Emotional Analytics is Next. Are You Ready?

In the near future, more organizations will use emotional analytics to fine-tune their offerings, whether they’re designing games or building CRM systems. Already, there are platforms and software development tools that allow software developers to build emotional analytics into desktop, mobile, and web apps. In a business context, that can translate to mood indicators built into dashboards that show whether the customer on the phone or in a chat discussion is happy, whether the customer service rep is effective, or both — in real time.

Such information could be used to improve the efficiency of escalation procedures or to adapt call scripts in the moment. It could also be used to refine customer service training programs after the fact. In many cases, emotional analytics will be used in real time to determine how a bot, app, IoT device, or human should react.

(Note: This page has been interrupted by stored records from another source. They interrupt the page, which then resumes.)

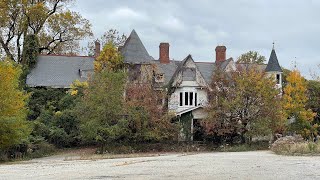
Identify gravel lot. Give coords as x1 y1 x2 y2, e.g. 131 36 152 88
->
0 151 320 180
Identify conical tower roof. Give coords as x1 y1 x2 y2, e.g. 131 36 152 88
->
266 48 283 72
121 30 154 64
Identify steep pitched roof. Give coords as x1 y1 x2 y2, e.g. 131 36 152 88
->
121 30 154 64
26 55 94 88
169 54 208 86
266 49 283 72
195 62 216 84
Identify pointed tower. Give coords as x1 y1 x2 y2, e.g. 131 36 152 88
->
265 43 283 89
121 30 154 64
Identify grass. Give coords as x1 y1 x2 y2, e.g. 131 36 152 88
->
216 141 269 152
271 141 320 156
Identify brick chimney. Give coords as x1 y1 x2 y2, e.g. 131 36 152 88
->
94 39 101 58
216 46 227 62
159 42 170 64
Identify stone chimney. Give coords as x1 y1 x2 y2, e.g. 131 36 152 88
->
159 42 170 64
94 39 101 58
216 46 227 62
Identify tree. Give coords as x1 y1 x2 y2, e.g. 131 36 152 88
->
306 80 320 124
0 60 30 150
204 65 282 142
237 51 266 64
0 0 92 63
125 83 178 142
76 70 127 146
283 70 317 138
94 42 123 72
87 29 127 56
22 35 39 68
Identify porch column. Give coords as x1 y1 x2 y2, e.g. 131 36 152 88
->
190 118 193 141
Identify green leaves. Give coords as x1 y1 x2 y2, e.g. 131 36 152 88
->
204 67 281 142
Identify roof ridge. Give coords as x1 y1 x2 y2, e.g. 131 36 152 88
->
39 54 94 58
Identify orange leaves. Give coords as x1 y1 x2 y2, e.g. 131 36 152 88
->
282 70 317 137
0 61 29 149
0 61 28 117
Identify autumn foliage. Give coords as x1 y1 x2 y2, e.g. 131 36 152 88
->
204 68 281 142
282 70 318 138
0 61 29 150
125 83 177 142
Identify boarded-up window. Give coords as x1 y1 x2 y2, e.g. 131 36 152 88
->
194 93 198 106
277 74 280 84
182 68 196 81
184 92 189 106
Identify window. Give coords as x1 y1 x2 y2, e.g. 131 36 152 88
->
179 92 198 106
194 93 198 106
277 74 281 84
184 92 189 106
189 92 193 106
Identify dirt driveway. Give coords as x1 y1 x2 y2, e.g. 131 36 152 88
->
0 151 320 180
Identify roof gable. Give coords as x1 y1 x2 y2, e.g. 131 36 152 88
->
169 54 208 87
266 49 283 72
121 30 154 64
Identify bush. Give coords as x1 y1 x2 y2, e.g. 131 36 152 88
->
271 136 320 155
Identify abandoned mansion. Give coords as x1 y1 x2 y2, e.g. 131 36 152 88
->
27 30 282 139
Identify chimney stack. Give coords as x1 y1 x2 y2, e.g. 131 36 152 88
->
216 46 227 63
94 39 101 58
159 42 170 64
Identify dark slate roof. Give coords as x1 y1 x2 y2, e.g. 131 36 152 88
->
27 55 94 88
154 60 180 84
236 63 267 72
266 49 282 72
121 30 154 64
195 62 215 83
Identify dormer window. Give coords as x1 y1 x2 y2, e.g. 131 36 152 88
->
276 74 281 84
179 92 198 106
154 74 164 83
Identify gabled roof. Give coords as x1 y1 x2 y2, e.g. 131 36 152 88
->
195 62 216 84
266 49 283 72
121 30 154 64
169 54 208 86
26 55 94 88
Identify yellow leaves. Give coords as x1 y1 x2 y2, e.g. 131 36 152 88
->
282 70 318 137
0 61 28 117
283 70 308 118
0 60 29 149
68 80 89 96
94 42 123 72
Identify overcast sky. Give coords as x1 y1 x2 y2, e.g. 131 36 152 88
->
71 0 320 77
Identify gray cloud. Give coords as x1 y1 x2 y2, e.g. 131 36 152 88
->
72 0 320 77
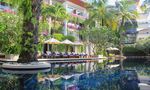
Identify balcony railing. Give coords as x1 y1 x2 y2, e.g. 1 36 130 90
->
70 13 88 20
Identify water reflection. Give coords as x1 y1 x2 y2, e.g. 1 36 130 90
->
2 58 123 90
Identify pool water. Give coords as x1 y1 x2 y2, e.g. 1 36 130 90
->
0 64 120 90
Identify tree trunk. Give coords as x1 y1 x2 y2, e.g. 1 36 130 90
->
18 0 42 63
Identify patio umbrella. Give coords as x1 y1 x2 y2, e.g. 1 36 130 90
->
61 39 73 52
73 41 83 45
106 47 119 51
45 38 61 44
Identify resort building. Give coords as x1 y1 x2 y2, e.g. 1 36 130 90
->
136 28 150 41
136 0 150 41
44 0 92 54
45 0 88 40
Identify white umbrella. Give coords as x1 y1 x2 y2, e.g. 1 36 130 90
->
45 38 61 44
61 39 73 45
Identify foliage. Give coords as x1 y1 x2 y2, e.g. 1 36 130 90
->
53 33 64 41
135 37 150 55
0 12 22 54
63 35 75 42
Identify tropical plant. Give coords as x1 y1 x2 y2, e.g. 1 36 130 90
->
0 12 22 54
135 38 150 55
6 0 42 63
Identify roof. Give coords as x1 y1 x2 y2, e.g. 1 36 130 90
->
67 0 85 8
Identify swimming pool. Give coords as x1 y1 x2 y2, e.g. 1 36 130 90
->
0 63 120 90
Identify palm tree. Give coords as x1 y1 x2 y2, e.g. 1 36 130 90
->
42 3 69 34
6 0 42 63
117 0 137 69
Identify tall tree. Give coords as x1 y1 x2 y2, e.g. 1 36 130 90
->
6 0 42 63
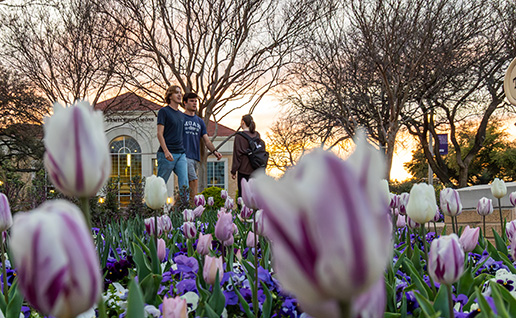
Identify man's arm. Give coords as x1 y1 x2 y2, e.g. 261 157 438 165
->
202 134 222 160
158 124 174 161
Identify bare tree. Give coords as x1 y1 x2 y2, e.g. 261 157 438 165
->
103 0 328 187
1 0 139 104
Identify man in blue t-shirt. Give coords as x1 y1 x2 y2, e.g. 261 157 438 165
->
183 93 222 201
157 85 188 200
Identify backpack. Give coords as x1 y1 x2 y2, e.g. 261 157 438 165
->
239 132 269 169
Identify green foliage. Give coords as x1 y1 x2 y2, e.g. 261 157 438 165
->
201 187 225 210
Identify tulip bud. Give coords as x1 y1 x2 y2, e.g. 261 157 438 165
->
406 183 437 224
428 233 464 285
197 234 213 255
477 197 493 216
202 255 224 285
459 225 480 253
194 194 206 206
10 200 102 317
144 175 167 210
183 209 195 222
439 188 462 216
157 239 167 262
224 198 235 210
215 213 234 242
396 215 407 229
245 231 255 248
163 296 188 318
398 192 410 215
0 193 13 232
44 101 111 198
183 222 197 239
505 220 516 242
491 178 507 199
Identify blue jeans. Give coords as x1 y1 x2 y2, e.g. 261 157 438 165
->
157 151 188 194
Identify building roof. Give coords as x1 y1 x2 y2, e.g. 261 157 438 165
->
95 92 236 137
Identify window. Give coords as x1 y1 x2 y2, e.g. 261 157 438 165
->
109 136 142 205
207 160 227 189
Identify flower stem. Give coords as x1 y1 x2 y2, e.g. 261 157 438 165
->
79 198 91 231
446 284 455 318
0 232 9 304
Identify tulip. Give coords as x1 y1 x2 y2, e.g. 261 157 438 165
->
241 178 258 210
202 255 224 285
398 192 410 215
197 234 213 255
194 194 206 206
406 183 437 224
144 175 167 210
215 213 234 242
183 222 197 239
428 233 464 285
0 193 13 232
439 188 462 217
459 225 480 253
183 209 195 222
251 130 392 315
10 200 102 318
505 220 516 242
163 296 188 318
245 231 256 248
491 178 507 199
224 197 235 210
157 239 167 262
477 197 493 216
396 215 407 229
44 101 111 198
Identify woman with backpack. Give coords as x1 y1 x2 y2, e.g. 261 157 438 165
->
231 115 269 196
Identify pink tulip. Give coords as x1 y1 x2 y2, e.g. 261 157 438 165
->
202 255 224 285
215 213 234 242
197 234 213 255
10 200 102 317
428 233 464 285
157 239 167 262
459 225 480 253
0 193 13 232
163 296 188 318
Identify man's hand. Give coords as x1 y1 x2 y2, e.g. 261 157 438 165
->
165 151 174 161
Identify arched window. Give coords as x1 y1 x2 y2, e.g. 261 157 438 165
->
109 136 142 205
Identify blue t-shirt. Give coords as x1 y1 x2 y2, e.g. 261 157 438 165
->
158 106 185 153
183 114 207 161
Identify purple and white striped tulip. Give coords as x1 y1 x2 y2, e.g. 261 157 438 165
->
194 194 206 206
477 197 493 216
406 183 437 224
183 222 197 239
44 101 111 198
428 233 464 285
10 200 102 317
0 193 13 232
144 175 167 210
439 188 462 216
251 134 392 308
491 178 507 199
459 225 480 253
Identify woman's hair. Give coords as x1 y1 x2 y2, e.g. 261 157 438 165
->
165 85 181 104
242 114 256 134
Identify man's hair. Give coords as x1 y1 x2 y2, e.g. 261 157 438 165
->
165 85 181 104
183 93 199 103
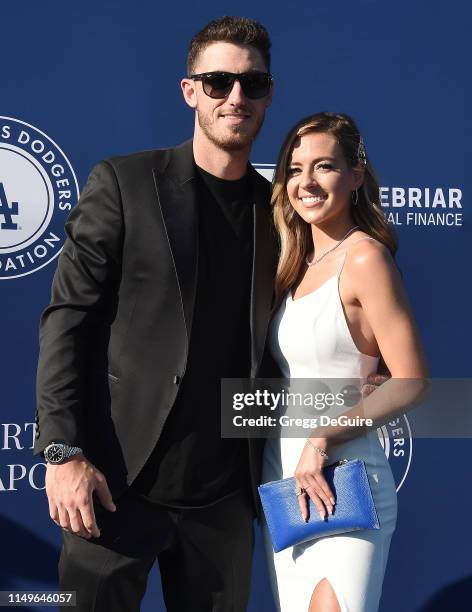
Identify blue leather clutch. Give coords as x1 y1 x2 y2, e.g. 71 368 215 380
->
259 459 380 552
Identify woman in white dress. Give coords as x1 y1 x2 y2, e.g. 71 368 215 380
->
263 113 427 612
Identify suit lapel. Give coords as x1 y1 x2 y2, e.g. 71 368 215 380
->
153 140 198 343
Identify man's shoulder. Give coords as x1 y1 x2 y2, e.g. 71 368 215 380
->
104 141 191 180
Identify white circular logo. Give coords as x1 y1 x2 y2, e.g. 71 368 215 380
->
0 116 79 280
377 414 413 492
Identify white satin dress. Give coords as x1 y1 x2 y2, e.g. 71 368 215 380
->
263 238 397 612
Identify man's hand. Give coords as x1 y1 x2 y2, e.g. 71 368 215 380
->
361 359 392 397
46 454 116 539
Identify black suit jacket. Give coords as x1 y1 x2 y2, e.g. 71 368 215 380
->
35 140 276 512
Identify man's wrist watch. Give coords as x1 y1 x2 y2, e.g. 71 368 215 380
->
44 442 82 465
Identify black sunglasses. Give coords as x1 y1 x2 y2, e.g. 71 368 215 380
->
189 70 272 100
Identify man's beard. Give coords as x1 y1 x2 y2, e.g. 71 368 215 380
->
197 110 264 151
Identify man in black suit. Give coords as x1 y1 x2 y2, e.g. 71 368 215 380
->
35 17 276 612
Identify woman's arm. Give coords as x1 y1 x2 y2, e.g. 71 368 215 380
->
295 241 428 518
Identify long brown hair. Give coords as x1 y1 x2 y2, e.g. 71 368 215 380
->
271 113 397 305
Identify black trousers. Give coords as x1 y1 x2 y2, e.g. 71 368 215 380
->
59 491 254 612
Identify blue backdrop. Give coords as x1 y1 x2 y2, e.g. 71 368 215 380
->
0 0 472 612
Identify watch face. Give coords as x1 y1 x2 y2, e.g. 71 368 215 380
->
46 444 64 463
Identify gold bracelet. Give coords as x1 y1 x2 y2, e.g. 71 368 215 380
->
305 438 328 459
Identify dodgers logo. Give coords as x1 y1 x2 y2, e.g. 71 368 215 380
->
0 116 79 280
377 414 413 491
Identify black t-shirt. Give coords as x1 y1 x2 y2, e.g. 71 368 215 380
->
132 167 253 507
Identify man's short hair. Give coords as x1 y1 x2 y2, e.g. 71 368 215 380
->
187 16 271 75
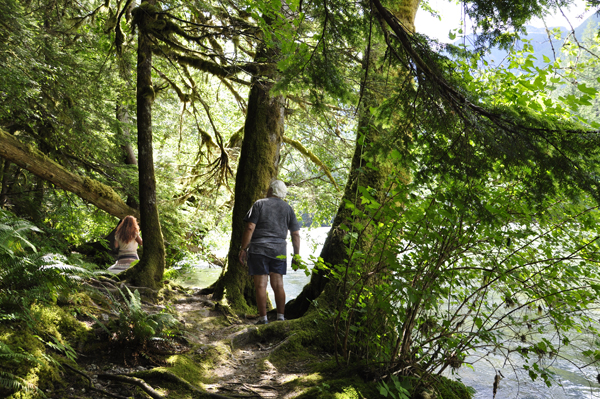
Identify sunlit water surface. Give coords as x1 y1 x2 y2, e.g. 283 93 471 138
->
173 227 600 399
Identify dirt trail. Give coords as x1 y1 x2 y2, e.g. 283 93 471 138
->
169 296 308 398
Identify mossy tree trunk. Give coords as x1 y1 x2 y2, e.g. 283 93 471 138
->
117 104 140 209
0 129 139 218
285 0 420 319
123 0 165 289
214 43 284 311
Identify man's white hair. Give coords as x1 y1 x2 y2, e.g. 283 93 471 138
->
269 180 287 199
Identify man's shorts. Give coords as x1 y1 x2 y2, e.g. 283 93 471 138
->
248 254 287 276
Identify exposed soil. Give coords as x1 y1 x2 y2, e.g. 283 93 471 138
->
66 295 316 399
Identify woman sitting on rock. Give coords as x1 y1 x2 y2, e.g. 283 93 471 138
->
108 216 142 273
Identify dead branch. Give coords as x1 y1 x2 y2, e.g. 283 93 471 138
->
98 373 166 399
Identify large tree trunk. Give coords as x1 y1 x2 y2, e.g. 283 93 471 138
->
214 43 284 311
0 129 139 218
123 0 165 289
285 0 420 319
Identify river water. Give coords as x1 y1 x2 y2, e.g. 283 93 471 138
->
173 227 600 399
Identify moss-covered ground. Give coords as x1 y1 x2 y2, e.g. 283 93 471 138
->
0 286 470 399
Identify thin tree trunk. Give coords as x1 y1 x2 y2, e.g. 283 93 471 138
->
214 41 284 310
117 104 140 209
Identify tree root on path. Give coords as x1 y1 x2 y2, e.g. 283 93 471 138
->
63 364 232 399
63 364 129 399
98 373 166 399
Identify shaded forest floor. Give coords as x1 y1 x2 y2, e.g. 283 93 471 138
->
61 288 346 399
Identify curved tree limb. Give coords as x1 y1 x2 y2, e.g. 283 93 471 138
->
0 129 140 219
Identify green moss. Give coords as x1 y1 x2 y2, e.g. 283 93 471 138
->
155 345 231 386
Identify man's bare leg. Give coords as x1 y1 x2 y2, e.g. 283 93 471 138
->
253 274 269 317
265 273 285 314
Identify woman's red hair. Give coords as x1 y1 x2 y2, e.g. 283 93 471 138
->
115 216 140 243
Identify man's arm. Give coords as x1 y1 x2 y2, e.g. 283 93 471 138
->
291 230 300 270
239 222 256 265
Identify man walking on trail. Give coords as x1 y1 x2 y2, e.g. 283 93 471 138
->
239 180 300 324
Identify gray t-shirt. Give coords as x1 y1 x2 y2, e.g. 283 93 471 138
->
244 197 300 259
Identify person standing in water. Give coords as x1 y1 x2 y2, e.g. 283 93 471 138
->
239 180 300 324
108 216 142 274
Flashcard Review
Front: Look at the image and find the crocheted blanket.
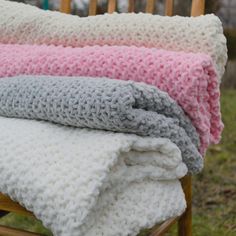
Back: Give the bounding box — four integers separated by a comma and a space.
0, 44, 223, 154
0, 76, 203, 173
0, 0, 227, 79
0, 117, 187, 236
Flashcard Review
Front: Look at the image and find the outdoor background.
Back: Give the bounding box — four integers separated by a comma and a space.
0, 0, 236, 236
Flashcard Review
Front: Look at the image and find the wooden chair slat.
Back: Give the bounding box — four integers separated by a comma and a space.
128, 0, 135, 12
107, 0, 116, 13
178, 175, 192, 236
89, 0, 97, 16
165, 0, 174, 16
60, 0, 71, 14
150, 217, 179, 236
191, 0, 205, 16
0, 193, 34, 216
146, 0, 155, 14
0, 225, 43, 236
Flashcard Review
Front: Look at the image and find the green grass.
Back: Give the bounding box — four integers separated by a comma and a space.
0, 90, 236, 236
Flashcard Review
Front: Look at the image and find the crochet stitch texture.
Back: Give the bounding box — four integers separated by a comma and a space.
0, 117, 187, 236
0, 0, 227, 79
0, 76, 203, 173
0, 44, 223, 154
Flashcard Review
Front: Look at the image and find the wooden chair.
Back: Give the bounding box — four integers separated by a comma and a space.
0, 0, 205, 236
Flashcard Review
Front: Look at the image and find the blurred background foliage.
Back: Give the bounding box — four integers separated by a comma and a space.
0, 0, 236, 236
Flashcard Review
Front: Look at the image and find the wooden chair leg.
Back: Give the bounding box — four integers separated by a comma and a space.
0, 210, 9, 218
178, 175, 192, 236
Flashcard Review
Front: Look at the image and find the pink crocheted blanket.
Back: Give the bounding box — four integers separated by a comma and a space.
0, 44, 223, 154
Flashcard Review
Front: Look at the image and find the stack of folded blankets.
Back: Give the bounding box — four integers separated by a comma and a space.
0, 0, 227, 236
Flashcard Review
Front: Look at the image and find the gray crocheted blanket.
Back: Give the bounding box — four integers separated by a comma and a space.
0, 76, 203, 173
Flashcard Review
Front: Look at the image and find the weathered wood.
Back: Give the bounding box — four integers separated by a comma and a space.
107, 0, 116, 13
191, 0, 205, 16
146, 0, 155, 14
89, 0, 97, 16
0, 193, 33, 216
60, 0, 71, 14
178, 175, 192, 236
165, 0, 174, 16
0, 225, 43, 236
128, 0, 135, 12
0, 210, 9, 218
150, 217, 179, 236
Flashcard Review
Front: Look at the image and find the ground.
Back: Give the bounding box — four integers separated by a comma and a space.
0, 90, 236, 236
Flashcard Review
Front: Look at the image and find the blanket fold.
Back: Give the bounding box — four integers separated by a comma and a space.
0, 117, 187, 236
0, 76, 203, 173
0, 0, 227, 79
0, 44, 223, 154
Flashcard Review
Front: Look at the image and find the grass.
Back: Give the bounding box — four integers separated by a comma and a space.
0, 90, 236, 236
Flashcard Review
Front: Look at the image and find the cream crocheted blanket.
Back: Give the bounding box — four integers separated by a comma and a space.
0, 117, 187, 236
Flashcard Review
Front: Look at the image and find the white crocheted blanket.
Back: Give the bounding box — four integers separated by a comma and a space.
0, 117, 187, 236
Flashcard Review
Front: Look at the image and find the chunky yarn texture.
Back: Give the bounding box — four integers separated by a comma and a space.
0, 44, 223, 154
0, 76, 203, 173
0, 117, 187, 236
0, 0, 227, 78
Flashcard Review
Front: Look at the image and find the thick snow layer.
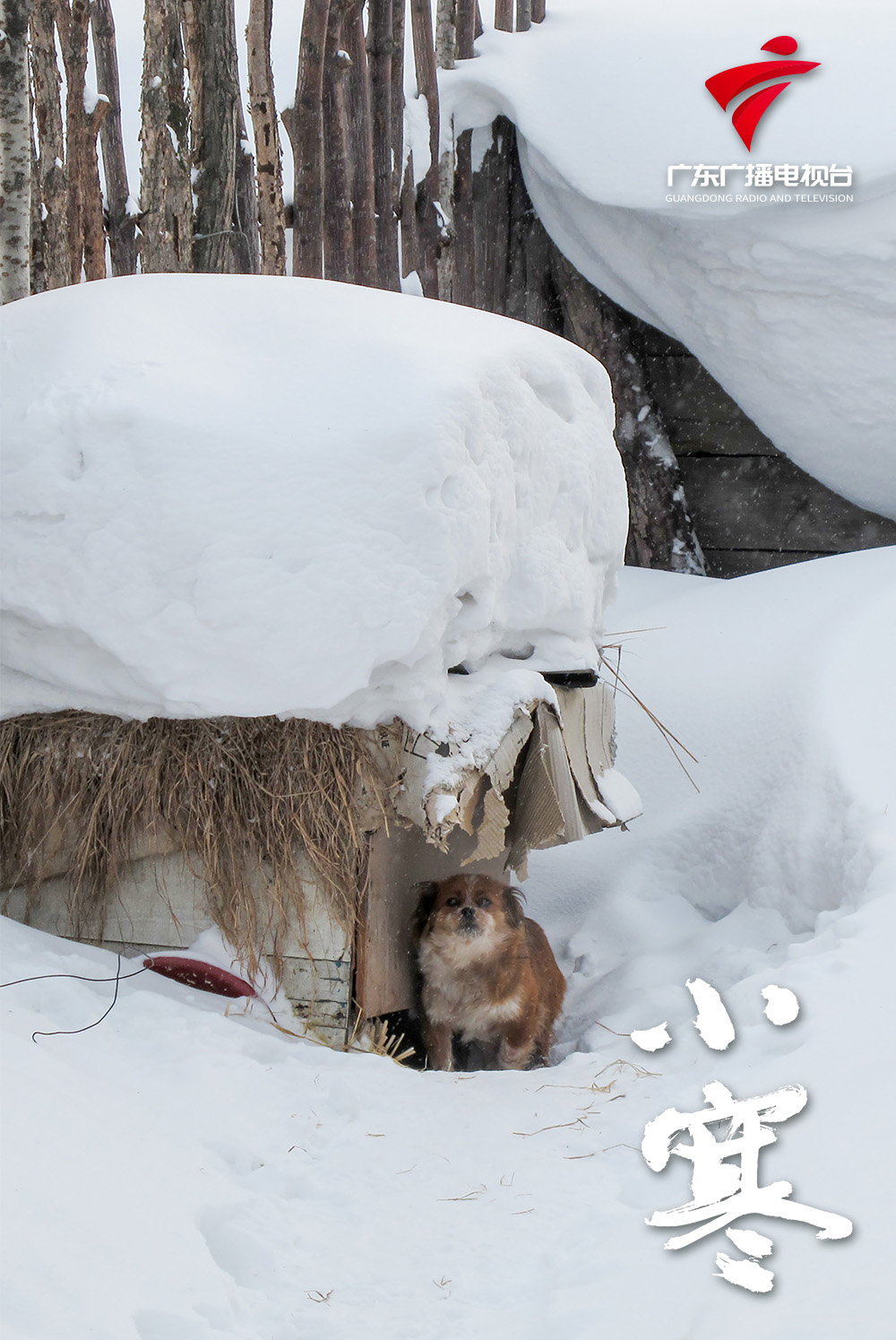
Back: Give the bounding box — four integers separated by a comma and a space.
442, 0, 896, 516
0, 550, 896, 1340
3, 274, 627, 729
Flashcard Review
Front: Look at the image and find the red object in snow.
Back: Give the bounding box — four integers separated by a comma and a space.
143, 954, 258, 997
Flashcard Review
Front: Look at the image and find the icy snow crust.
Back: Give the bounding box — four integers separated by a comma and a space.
0, 549, 896, 1340
3, 274, 627, 733
442, 0, 896, 516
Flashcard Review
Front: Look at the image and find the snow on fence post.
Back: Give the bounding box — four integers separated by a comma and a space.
0, 0, 32, 303
90, 0, 136, 274
246, 0, 287, 274
281, 0, 330, 279
139, 0, 193, 273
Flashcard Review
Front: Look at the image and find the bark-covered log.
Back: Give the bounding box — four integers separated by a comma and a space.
0, 0, 32, 303
553, 248, 706, 574
246, 0, 287, 274
367, 0, 401, 290
343, 0, 378, 288
495, 0, 513, 32
90, 0, 136, 274
179, 0, 246, 274
282, 0, 330, 279
30, 0, 70, 288
141, 0, 193, 273
81, 97, 108, 280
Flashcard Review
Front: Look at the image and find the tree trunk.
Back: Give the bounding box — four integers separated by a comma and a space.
90, 0, 136, 274
553, 248, 706, 575
411, 0, 441, 298
182, 0, 246, 274
81, 98, 108, 280
141, 0, 193, 273
30, 0, 71, 288
495, 0, 513, 32
246, 0, 287, 274
0, 0, 32, 303
324, 0, 355, 282
56, 0, 90, 284
367, 0, 401, 290
344, 0, 379, 287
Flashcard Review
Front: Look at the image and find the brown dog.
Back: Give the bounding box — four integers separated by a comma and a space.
414, 875, 566, 1071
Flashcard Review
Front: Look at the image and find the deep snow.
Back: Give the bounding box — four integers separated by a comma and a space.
0, 550, 896, 1340
441, 0, 896, 516
3, 274, 628, 748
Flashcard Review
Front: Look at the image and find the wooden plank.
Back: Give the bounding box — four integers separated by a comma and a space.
4, 852, 349, 961
663, 415, 780, 458
644, 354, 745, 423
703, 549, 831, 577
680, 455, 896, 553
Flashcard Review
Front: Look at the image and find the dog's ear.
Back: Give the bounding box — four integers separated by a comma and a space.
411, 880, 439, 946
504, 888, 526, 930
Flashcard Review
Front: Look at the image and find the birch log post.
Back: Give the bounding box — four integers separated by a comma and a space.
141, 0, 193, 273
411, 0, 441, 298
30, 0, 70, 288
324, 0, 355, 284
56, 0, 90, 284
246, 0, 287, 274
182, 0, 246, 274
282, 0, 330, 279
343, 0, 378, 287
90, 0, 136, 274
552, 248, 706, 575
0, 0, 32, 303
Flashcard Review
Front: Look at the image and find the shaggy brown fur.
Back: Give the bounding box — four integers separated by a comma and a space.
414, 875, 566, 1071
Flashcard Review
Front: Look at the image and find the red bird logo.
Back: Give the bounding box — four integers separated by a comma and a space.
706, 36, 820, 150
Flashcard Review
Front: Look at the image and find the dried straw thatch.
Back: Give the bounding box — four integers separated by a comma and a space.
0, 712, 382, 966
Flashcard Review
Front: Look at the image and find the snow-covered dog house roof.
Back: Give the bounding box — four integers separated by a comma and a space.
3, 274, 638, 1018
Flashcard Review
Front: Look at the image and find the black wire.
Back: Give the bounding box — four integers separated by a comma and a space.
30, 954, 137, 1042
0, 959, 149, 991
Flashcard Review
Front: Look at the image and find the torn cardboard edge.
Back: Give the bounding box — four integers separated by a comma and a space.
371, 682, 635, 875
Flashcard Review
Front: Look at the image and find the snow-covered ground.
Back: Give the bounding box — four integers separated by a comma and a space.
3, 274, 628, 750
442, 0, 896, 516
0, 550, 896, 1340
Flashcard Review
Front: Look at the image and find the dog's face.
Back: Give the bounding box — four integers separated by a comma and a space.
415, 875, 525, 953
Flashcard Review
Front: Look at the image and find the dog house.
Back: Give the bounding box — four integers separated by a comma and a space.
0, 274, 639, 1042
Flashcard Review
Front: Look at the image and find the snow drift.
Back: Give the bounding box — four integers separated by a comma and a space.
3, 274, 627, 731
0, 550, 896, 1340
442, 0, 896, 516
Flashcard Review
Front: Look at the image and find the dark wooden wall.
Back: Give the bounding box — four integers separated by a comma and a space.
642, 325, 896, 577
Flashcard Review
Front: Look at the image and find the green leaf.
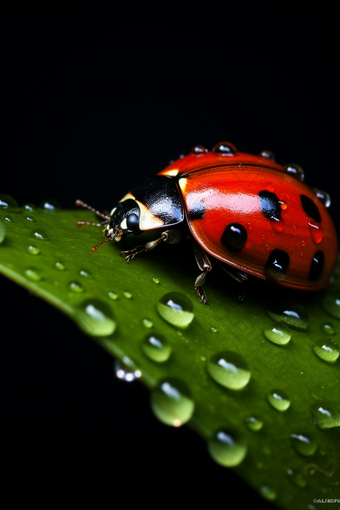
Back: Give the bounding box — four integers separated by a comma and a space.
0, 200, 340, 509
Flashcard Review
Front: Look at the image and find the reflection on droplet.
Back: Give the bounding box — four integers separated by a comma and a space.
75, 299, 116, 336
156, 292, 194, 328
150, 377, 195, 427
208, 429, 247, 467
268, 390, 290, 412
141, 333, 171, 363
207, 351, 250, 390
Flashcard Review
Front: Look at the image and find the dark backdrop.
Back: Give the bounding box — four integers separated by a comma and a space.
1, 24, 340, 508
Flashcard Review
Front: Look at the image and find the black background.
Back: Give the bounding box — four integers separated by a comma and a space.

Although the design approaches to emotional analytics differ, each involves some combination of AI, machine learning, deep learning, neural nets, natural language processing, and specialized algorithms to better understand the temperament and motivations of humans. The real-time analytical capabilities will likely affect the presentation of content, the design of products and services, and how companies interact with their customers. Not surprisingly, emotional analytics requires massive amounts of data to be effective.

Emotion isn’t an entirely new data point, and at the same time, it is. In a customer service or sales scenario, a customer’s emotion may have been captured “for training purposes” in a call or in a rep’s notes. In the modern sense, emotions will be detected and analyzed in real time by software that is able to distinguish the nuances of particular emotions better than humans. Because the information is digital, it can be used for analytical purposes like any other kind of data, without transformation.

Voice Inflection

What people say is one thing. How they say it provides context. Voice inflection is important because in the not-too-distant future, more IoT devices, computing devices, and apps will use voice interfaces instead of keyboards, keypads, or gestures designed for mobile devices.

Because humans and their communication styles are so diverse, contextual information is extremely important. Demographics, personas, account histories, geolocation, and what a person is doing in the moment are just a few things that need to be considered. Analyzing all that information, making a decision about it, and acting upon it requires considerable automation for real time relevance. The automation occurs inside an app, an enterprise application, or a service that acts autonomously, notifies humans, or both.

Body Language

Body language adds even more context. Facial expressions, micro expressions, posture, gait, and gestures all provide clues to a person’s state of mind.

Media agency MediaCom is using emotional analytics to more accurately gauge reactions to advertisements or campaigns so the creative can be tested with greater accuracy and adjusted.

Behavioral health is another interesting application. Using emotional analytics, healthcare providers can gain insight into conditions such as depression, anxiety, and schizophenia.

The potential applications go on, including law enforcement interrogations, retail, and business negotiations, to name a few.

A Tough Problem

Natural language processing, which is necessary for speech and text analysis, is hard enough to get right. Apple Siri, Microsoft Cortana, and even spellcheckers are proof that there’s a lot of room for improvement. Aside from getting the nuances of individual languages and their dialects right, there are also cultural nuances that need to be understood – not only in the context of words but the way in which words are spoken.

The same thing goes for gestures. Large gestures are fine in Italy, but inappropriate in Japan, for example. The meaning of gestures can change with culture, which intelligent systems must understand.

As a result, emotional analytics will crawl before it walks or runs, like most technologies.